Concord Records CRE01393
Format: CD

Musical Performance
****

Sound Quality
***1/2

Overall Enjoyment
****

Elvis Costello’s 31st studio album, Hey Clockface, comprises 14 tracks that the songwriter recorded in three cities: Helsinki, Paris, and New York. He used different sets of musicians in Paris and New York, and played all the instruments on the three songs recorded in Helsinki. The album takes in the many styles he’s embraced over his career, from new wave rock to sophisticated pop, jazz, and other, more experimental genres, but he pulls the disparate elements together into a pleasing and cohesive whole.

Nine tracks feature Steve Nieve and a group of French musicians Nieve gathered for the recording that Costello called “Le Quintette Saint Germain.” According to the liner notes, the Quintette improvised in the studio, presumably with notations from the composer, since the accompaniment is precise and well fitted to the songs. Costello did arrange the trumpet and saxophone intro to “I Do (Zula’s Song)” but throughout the disc the French musicians respond with taste and sensitivity. Pierre-François Dufour’s cello, for example, adds the right hint of sadness to “The Last Confession of Vivian Whip,” which Nieve and Costello co-wrote.

Hey Clockface

Steve Nieve and Le Quintette Saint Germain play behind Costello on “Revolution #49,” a spoken-word piece. The lengthy instrumental opening sounds vaguely Middle Eastern and Costello’s poem is both fatalistic (“Life beats a poor man to his grave”) and hopeful (“Love makes a rich man from a beggar”). After that moody opening, Costello jumps into “No Flag,” an uncompromising rock’n’roll song with a strongly stated bass line, gnarly guitars, and hard-edged drums. All the instrumentation is courtesy of Costello himself, and cuts as deeply as his angry vocal.

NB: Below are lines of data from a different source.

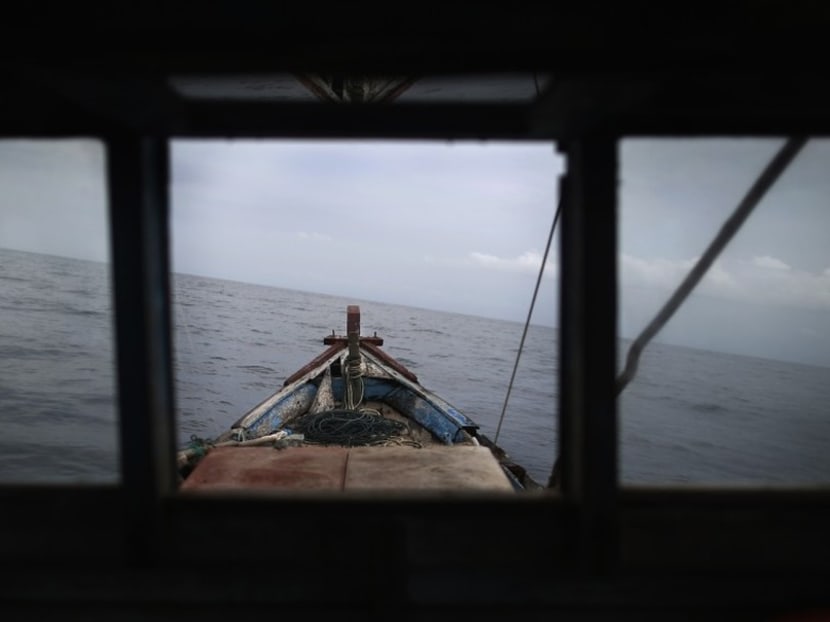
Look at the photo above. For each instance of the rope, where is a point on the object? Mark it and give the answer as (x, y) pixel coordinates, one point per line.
(352, 428)
(529, 314)
(354, 383)
(770, 174)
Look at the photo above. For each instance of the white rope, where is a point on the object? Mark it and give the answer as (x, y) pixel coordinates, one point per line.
(529, 314)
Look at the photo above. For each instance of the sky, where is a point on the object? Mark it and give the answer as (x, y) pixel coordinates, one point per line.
(463, 226)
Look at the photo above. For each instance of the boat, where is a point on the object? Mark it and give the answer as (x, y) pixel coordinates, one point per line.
(353, 419)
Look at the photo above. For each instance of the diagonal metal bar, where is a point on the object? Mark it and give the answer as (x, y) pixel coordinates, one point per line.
(764, 182)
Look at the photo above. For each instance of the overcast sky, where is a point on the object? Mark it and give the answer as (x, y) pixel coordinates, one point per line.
(463, 226)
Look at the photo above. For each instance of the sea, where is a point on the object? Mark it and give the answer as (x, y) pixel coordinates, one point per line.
(689, 417)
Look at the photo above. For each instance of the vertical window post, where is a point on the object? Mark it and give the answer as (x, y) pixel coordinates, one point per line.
(137, 168)
(588, 350)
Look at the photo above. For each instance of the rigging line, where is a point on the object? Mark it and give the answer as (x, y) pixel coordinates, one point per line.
(529, 314)
(729, 228)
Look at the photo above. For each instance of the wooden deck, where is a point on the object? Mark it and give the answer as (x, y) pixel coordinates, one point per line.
(435, 468)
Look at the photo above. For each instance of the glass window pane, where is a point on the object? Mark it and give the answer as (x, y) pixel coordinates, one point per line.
(439, 244)
(735, 388)
(57, 405)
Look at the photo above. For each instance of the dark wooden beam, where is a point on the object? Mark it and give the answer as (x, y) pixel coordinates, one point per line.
(588, 322)
(138, 201)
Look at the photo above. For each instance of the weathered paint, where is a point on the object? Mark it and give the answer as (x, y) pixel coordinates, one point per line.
(445, 423)
(292, 403)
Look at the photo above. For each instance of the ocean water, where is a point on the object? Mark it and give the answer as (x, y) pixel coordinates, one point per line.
(688, 417)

Sampling and other effects add sonic dimension to “No Flag,” as they do to “We Are All Cowards Now” and “Hetty O’Hara Confidential.” Costello credits all three songs to “The Helsinki Sound,” and is responsible for the conventional instruments and what he lists as “other noises.” The percussion on “Hetty O’Hara Confidential” is provided by a drum machine and Costello’s processed vocal beats. All manner of sounds swirl around the fictional tale of a gossip columnist whose profession is now in everyone’s hands:

I’m powerless now and I feel alone
Now everyone has a megaphone

“I Do (Zula’s Song)” and “The Last Confession of Vivian Whip” wouldn’t sound out of place on Look Now, Costello’s 2018 disc of urbane pop tunes, but “Hey Clockface/How Can You Face Me?” borrows from Fats Waller (who gets a co-writing credit) and channels old New Orleans jazz. Other songs, such as “What Is It that I Need that I Don’t Already Have?” are harder to pigeonhole while being unmistakably the work of Costello’s imagination.

Michael Leonhart, known best as a jazz trumpeter, produced the two songs recorded in New York and played most of the instruments on them. Costello added vocals from another location because of COVID-19. Bill Frisell co-wrote and played guitar on “Newspaper Pane,” which has a terrific rock’n’roll energy and backbeat. Guitarist Nels Cline joins them on lap steel for the complex and dark-toned “Radio Is Everything,” but I wish Costello had sung a melody over it, rather than having a second spoken-word piece on the album.

Hey Clockface

Costello fought a bout with cancer two years ago and, at 66, he’s contemplating the effects of age and time on Hey Clockface: “I Can’t Say Her Name” is about romance and regret; “What Is It that I Need that I Don’t Already Have?” looks at chances missed and the brave facades we put on; “Byline” recalls a long-ago romance and its end. It’s hard to call the album confessional. Even the songs sung in the first person convey the sense that they were written to be sung in character, but they’re obviously the work of a mature songwriter contemplating what is left of his life.

Sonically, Hey Clockface is somewhat frustrating. “No Flag” sounds overstuffed and the bass is flabby, but the other Helsinki tracks, while densely packed, are cleaner. “Newspaper Pane” is also bass heavy, but “Radio Is Everything” is more spacious, making it easier to pick out details. The songs recorded in Paris are fine, with Costello’s voice well focused and out front. The inconsistent sound serves, to some extent, to reinforce the eclecticism of Hey Clockface, which is its strength. It presents the many sides of Elvis Costello, and he doesn’t appear to be ready to coast into a comfortable old age.